Una delle sentenze tra le più usate è quella relativa al celebre caso Motta-Alemagna (sentenza n. 752 del 1962). Questa sentenza permette di individuare una specifica tipologia di concorrenza sleale, la concorrenza parassitaria diacronica.
Negli Anni Sessanta, Alemagna accusò Motta di condotte illecite, caratterizzate da diverse imitazioni protratte nel tempo. Non si era verificata, quindi, una sola imitazione, ma più imitazioni delle iniziative imprenditoriali di Alemagna da parte di Motta.
Motta, ancor più in dettaglio, venne accusata di imitare i prodotti Alemagna non solo nel confezionamento, ma anche nelle iniziative pubblicitarie.
La ditta offesa chiese dunque la condanna per queste forme di concorrenza sleale. Il caso Motta-Alemagna venne risolto con la sentenza n. 752 del 1962 della Corte Suprema. La Cassazione concluse che, nonostante la confusione tra i prodotti e i brand non si fosse verificata, il comportamento di Motta era comunque sleale e contrario alla correttezza professionale.
Concorrenza parassitaria sincronica (sentenza n. 5852 del 1984)
Negli anni successivi, oltre a quella diacronica, è stata inoltre possibile individuare anche un altro tipo di concorrenza parassitaria.
Parliamo, cioè, della concorrenza parassitaria sincronica (sentenza n. 5852 del 1984). Anche in questo caso, si è arrivati a individuare questa tipologia di concorrenza sleale grazie all’intervento della Cassazione.
La corte suprema stabilì infatti che lo sfruttamento di idee e iniziative altrui non deve necessariamente essere reiterato. I comportamenti, anche se non protratti nel tempo e pur nel caso in cui si manifestino simultaneamente in un unico episodio, rappresentano comunque una forma di concorrenza scorretta.
Nella concorrenza parassitaria sincronica si supera dunque il concetto di ripetitività nel tempo, che non è necessario perché si possa parlare di questo illecito.
Come tutelarsi da chi cerca trarre vantaggio dalle iniziative e dalle idee degli altri operatori economici
Sulla base di quanto detto fino ad ora, viene spontaneo domandarsi come ci si può tutelare da chi prova a trarre vantaggio dalle iniziative e dalle idee degli altri operatori economici.
Ricordiamo che l’Art. 41 della Costituzione parla di libera concorrenza, ma questo non deve indurre in inganno. Esistono infatti dei limiti che tutelano le parti lese.
In caso di concorrenza parassitaria, quindi, esistono degli strumenti che permettono alle aziende di proteggere iniziative o idee.

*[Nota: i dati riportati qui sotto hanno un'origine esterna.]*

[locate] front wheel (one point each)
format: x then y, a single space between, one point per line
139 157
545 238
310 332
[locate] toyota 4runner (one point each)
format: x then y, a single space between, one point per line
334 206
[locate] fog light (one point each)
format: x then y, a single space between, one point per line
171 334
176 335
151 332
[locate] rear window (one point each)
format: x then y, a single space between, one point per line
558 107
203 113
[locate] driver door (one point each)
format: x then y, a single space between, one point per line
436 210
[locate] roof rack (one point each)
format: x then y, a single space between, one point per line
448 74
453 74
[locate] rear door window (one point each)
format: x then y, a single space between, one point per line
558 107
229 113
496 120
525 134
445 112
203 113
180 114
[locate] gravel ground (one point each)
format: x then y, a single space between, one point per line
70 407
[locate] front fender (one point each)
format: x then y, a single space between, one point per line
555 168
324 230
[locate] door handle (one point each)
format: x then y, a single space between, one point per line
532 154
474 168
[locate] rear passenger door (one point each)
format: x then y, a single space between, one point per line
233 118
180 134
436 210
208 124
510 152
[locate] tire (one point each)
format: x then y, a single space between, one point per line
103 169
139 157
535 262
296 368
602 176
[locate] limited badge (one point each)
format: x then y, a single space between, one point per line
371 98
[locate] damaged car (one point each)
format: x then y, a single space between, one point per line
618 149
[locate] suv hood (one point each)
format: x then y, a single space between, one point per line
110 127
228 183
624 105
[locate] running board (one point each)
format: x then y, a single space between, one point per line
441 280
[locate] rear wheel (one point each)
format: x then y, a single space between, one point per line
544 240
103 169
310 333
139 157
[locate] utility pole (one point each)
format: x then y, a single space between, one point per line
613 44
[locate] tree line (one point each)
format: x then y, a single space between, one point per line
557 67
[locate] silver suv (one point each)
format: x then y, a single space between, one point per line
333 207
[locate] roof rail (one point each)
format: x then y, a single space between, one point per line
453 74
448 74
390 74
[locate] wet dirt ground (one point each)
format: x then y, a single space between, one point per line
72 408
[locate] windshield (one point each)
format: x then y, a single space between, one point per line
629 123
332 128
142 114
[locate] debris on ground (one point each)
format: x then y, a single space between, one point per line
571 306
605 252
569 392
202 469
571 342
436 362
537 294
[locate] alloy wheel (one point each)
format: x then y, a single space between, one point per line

Dopo aver raccolto le prove dell’illecito, è possibile inviare una diffida stragiudiziale tramite avvocato. In questo caso, si intima al concorrente di interrompere le attività di concorrenza illecita: di solito, basta questo per proteggersi.
In alternativa, è possibile rivolgersi al Tribunale per un procedimento d’urgenza o coinvolgere il competitor in una causa di merito.